Over the decades, federal scientists said, the codes allowed computerized dry runs that checked the feasibility of designs before millions of dollars were spent to build and test a new weapon.

"They were used to decide whether a particular design was worth testing," said Dr. Randy Christensen, a bomb-code physicist at the Lawrence Livermore National Laboratory in California, one of three national labs that developed nuclear arms and now maintain them. In recent years, with the advent of the ban on nuclear testing, the codes have been used as a substitute for test explosions themselves.

A Los Alamos physicist who has worked extensively on bomb codes, Dale Henderson, said, "Computation is the only place where everything comes together."

With computerized go-aheads, hundreds of underground nuclear blasts rocked the test site in Nevada, a desolate expanse of desert bigger than Rhode Island.
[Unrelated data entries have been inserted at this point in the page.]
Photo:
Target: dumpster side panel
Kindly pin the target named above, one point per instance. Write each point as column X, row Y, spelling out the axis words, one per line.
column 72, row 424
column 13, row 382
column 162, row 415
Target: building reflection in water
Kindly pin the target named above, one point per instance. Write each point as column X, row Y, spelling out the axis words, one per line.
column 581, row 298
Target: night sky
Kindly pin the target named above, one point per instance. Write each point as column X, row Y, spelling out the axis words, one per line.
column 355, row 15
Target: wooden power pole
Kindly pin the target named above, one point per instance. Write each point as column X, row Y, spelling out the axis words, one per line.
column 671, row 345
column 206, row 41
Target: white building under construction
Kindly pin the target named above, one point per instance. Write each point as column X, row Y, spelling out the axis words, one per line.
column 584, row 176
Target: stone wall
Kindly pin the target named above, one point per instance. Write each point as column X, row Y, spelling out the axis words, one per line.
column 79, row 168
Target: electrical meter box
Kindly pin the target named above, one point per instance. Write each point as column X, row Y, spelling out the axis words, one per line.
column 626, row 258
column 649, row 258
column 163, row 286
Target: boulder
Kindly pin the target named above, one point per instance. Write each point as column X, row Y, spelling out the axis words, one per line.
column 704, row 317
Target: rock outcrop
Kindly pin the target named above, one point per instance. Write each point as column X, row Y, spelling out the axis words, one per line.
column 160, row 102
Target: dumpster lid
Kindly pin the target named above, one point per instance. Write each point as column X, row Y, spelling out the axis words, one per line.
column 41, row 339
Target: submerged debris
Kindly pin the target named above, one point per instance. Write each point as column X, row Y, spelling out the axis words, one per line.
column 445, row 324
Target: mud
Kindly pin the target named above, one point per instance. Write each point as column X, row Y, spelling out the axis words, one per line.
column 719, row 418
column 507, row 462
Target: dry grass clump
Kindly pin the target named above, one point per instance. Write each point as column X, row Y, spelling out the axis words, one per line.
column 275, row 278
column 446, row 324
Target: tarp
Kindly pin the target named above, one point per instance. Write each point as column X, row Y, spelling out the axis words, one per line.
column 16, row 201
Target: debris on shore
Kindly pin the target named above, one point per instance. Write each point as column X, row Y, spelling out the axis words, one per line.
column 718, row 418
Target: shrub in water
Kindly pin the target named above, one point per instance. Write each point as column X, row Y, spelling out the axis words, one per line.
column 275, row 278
In 1945, when nuclear weapons flashed to life, scientists struggled with side rules and crude computers to find the best way of slamming together the critical mass of bomb fuel -- uranium 235 or plutonium 239 -- to make the chain reaction that released huge bursts of energy.

High explosives working at room temperature were fine to ignite an atomic bomb, it turned out. But complexity soared in 1952 with the advent of hydrogen bombs, which use an exploding atomic bomb as a fiery sunlike torch to ignite deuterium and tritium, both heavy forms of hydrogen that make up the fuel of a hydrogen bomb.

Scientists say the computerized codes, developed with the world's most powerful computers, were critical to perfect the first hydrogen bombs and their numerous progeny, which today dominate the world's nuclear arsenals. The first hydrogen bomb was 700 times more powerful than the bomb that hit Hiroshima.

The codes start with raw physics, scientists said, like the equations that describe how X-rays that flash out of an atomic blast interact with the fuel of the hydrogen bomb. Experts say what goes into the modeling recipe is as important as what is left out and ignored.

A senior scientist at a nuclear-weapons lab who insisted on anonymity likened the general recipes to building codes adopted by communities to make sure that buildings are safe and sound. "They're all the rules you have to apply," he said.

Added to those general rules are the architect's details of how an individual house is to be built, height, shape, siding, materials and plumbing and electrical systems, producing a plan "so you end up with a house," the scientist said.

Federal and lab experts say such "input data" for specific weapon types was included among the information downloaded at Los Alamos. Such details include the shapes and sizes of bomb parts and extensive data on the physical characteristics of nuclear materials, which vary widely among the 100 or so designs that have been in the nuclear arsenal.

The various designs are used to give the arsenal greater variety in how the warheads could be deployed and launched and would vary depending on the type of intended target like deeply fortified bunkers, cites or missile sites.

For newer weapons, the codes include large numbers of ad hoc refinements and tricks gleaned from decades nuclear testing, scientists said. Such improvements are informal rather than derived from the laws of physics. Learned through trial and error, the advances are needed because the science is insufficiently precise to make computerized models of bomb-blast complexities in all their details.

"It's one way we've always compensated for not having perfect science or infinitely powerful computers," said Christensen of Lawrence Livermore.

A nuclear-weapons physicist at Livermore, Dr. Ray Kidder, said the combination of source code and input data was equivalent to a scientific blueprint, allowing a bomb to be reverse-engineered, analyzing the completed product. In theory, Kidder said, "you cannot only find out how it was done, but you can also improve the weapon by running the code and changing some of the parameters."

Parts of the design not spelled out in such computer data, Kidder added, include the gadgets and conventional explosives that help start the chain reaction, factors considered more or less common in bomb design for 50 years.